Trick mode

Trick mode, sometimes called Trick play, is a feature of digital video systems including Digital Video Recorders and Video on Demand systems which mimics the visual feedback given during fast-forward and rewind operations that were provided by analogue systems such as VCRs by manipulating the video stream to include only a subset of frames.

Implementation Issues

With an analogue system the visual fast-forward/rewind effect was generated simply by transmitting the frames faster and/or in reverse; there was an inevitable loss of frame synchronization or 'tearing' but this was accepted as the norm. With a digital system it is unlikely the decoder can process the digital stream significantly faster than normal, and certainly not backwards. Hence only a subset of frames can be presented to the decoder.

This is made harder by the fact that in video compression systems such as MPEG-2 and H.264 many frames are dependent on previous frames for display, and hence cannot be decoded independently. Only certain "I" or "Intra" frames are independent. Hence a system offering trick mode has to select only those frames for display, which requires analysis of the digital stream either at the time of playback or in advance.

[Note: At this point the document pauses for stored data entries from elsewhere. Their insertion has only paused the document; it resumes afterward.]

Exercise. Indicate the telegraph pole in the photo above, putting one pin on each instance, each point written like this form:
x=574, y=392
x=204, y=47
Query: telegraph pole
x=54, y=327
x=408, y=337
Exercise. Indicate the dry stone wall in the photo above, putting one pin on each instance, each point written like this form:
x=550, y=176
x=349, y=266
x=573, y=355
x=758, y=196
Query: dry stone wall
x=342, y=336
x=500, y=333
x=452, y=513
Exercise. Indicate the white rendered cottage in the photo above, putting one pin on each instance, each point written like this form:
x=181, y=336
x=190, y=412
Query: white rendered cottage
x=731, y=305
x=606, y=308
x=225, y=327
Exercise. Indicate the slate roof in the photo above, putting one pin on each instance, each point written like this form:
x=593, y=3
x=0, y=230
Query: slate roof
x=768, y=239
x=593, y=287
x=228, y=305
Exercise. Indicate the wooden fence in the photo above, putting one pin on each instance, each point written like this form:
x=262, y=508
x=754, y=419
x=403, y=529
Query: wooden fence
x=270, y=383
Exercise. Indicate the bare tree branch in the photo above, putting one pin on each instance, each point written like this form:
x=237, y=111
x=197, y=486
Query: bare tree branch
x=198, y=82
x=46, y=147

In a single-user disk-based system it is possible to scan the media file in real time to locate the independent frames, but in a network-based video-on-demand system the bandwidth allocated to the client is fixed, so the server has to use pre-generated 'hint' or 'index' information to locate suitable frames, and then play them out at the selected fast-forward or rewind speed within the original bandwidth envelope. Alternatively the server may pre-generate an entirely new video stream at at least one forward and backward speed and switch to it when requested.